"Mas, ayo sarapan dulu…."
Mira membangunkan suaminya setelah menyiapkan bubur ayam untuk Denny. Meskipun tadi malam dia kecewa dengan Denny, tetapi dia tidak tega meninggalkan suaminya begitu saja.
Tak lama, Denny pun terbangun. Meskipun sedikit pusing, ia harus bangun dan bekerja siang ini.
Sedikit lemah, ia berusaha untuk menegakkan punggungnya. Lalu, mengambil semangkuk bubur ayam yang diberikan Mira. Lagipula, perusahaannya saat ini sangat membutuhkan kehadiran Denny.
Namun, pagi keduanya yang tenang berakhir begitu cepat saat Nyonya Magdalena--ibu Denny--datang dan segera mengambil posisi duduk di hadapan putranya.
"Mira, buatkan teh untuk Ibu," perintah Magdalena tiba-tiba. Mendengar itu, Mira pun segera melangkah pergi. Memang, Ibu Mertuanya selalu begitu–memperlakukan Mira selayaknya pembantu.
Namun, kali ini Mira tidak serta-merta menurut. Dia sebenarnya menguping di depan pintu untuk mendengar pembicaraan Ibu dan anak itu.
"Denny, bagaimana dengan urusan kantor? Apa sudah beres?" tanya Magdalena kini pada suaminya.
"Uhmm, itu …. Aku tidak tahu, Bu. Perusahaan sedang sekarat saat ini. Denny hanya bisa berdoa supaya ada pemodal yang masih mau mempertahankan sahamnya untuk perusahaan kita. Kalau tidak, mungkin rumah ini dan rumah ibu akan ikut terjual. Aku tidak mungkin menjual perusahaan itu yang menjadi sumber penghasilan kita semua."
"Apa?" kata wanita itu dan mulai terduduk lemas. Wanita itu lalu berbicara sedikit panik, "Denny, kalau rumah kamu mau dijual, ya sudah dijual saja dan kamu kembali ke rumah ibu. Akan tetapi, jangan menjual rumah peninggalan ayahmu!"

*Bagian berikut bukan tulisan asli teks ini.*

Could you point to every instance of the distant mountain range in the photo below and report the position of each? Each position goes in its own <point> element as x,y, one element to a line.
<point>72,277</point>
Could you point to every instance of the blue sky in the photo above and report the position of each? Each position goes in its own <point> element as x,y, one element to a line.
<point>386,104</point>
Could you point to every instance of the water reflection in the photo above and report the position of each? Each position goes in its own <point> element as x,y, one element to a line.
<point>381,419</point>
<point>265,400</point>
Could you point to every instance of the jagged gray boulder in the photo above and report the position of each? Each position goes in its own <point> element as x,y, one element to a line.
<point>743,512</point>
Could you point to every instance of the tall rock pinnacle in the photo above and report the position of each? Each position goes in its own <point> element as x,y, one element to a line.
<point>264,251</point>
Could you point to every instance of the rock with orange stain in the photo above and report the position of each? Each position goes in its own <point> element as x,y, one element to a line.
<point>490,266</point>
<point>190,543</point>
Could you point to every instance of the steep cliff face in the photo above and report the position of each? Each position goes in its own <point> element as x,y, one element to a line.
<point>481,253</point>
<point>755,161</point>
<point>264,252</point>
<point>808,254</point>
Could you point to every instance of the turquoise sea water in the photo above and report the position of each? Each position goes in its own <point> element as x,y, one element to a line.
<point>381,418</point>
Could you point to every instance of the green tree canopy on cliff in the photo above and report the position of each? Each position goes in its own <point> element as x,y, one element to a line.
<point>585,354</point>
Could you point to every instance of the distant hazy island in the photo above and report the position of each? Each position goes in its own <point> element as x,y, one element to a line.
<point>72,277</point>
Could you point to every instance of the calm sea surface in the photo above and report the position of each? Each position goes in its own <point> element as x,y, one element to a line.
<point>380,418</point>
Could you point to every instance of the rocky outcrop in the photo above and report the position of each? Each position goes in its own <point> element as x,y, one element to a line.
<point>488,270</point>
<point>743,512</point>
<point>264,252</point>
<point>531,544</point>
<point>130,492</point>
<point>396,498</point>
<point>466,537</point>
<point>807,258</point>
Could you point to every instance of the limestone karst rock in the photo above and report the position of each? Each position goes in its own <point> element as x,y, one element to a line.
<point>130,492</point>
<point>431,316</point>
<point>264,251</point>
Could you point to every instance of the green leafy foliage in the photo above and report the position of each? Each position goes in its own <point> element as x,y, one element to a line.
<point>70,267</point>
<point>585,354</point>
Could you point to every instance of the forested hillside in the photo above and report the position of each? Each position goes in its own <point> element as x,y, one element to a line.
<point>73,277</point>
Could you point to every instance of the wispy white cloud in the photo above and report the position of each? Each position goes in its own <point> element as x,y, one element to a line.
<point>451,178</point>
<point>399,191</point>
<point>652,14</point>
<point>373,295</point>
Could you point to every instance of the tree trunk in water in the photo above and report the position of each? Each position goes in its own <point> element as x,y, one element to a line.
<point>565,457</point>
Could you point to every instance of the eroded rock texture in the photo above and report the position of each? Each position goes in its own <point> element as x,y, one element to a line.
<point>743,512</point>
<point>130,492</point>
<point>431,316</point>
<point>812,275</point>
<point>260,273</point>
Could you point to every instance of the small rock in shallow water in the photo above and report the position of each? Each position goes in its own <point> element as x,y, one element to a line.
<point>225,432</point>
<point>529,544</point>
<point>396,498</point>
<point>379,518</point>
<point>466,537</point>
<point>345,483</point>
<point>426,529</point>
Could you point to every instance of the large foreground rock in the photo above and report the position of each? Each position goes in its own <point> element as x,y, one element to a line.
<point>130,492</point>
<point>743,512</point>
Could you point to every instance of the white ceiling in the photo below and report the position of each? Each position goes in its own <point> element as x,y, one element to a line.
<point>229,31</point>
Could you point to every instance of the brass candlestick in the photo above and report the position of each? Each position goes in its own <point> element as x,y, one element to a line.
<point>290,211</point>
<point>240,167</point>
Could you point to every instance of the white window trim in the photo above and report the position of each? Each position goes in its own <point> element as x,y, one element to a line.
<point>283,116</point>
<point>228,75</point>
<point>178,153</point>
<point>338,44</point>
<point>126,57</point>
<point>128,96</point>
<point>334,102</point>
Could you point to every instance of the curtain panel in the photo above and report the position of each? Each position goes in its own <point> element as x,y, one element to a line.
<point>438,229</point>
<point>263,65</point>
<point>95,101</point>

Bibir Magdalena tampak gemetar. Bahkan, raut wajahnya terlihat pucat tak berdarah.
Siapa pun dapat merasakan ketegangan antara ibu dan anak itu.
Mira yang mendengar percakapan itu dari balik pintu, bahkan dalam gestur tubuh yang membeku.
Ia tak pernah tahu urusan perusahaan karena Denny memang tidak mengizinkannya untuk dirinya terlibat.
Padahal, sebenarnya Mira juga pernah bekerja sebagai officer.
Dalam hati, Mira akhirnya mengerti, mengapa Denny terlihat letih dan pucat. Tentu saja, pasti karena banyak sekali masalah yang dihadapinya sehingga terlihat sangat tertekan.
“Tunggu! Selama ini, aku memang tidak pernah dianggap ada, kan? Jadi, bukan salahku bila tidak bertanya masalah perusahaan,” lirih Mira pada dirinya. Dia lalu memutar tubuhnya dan segera menyeduh secangkir teh untuk ibu mertuanya itu.
Namun, baru saja dia meletakkan cangkir di meja, Mira dikejutkan oleh ucapan Magdalena.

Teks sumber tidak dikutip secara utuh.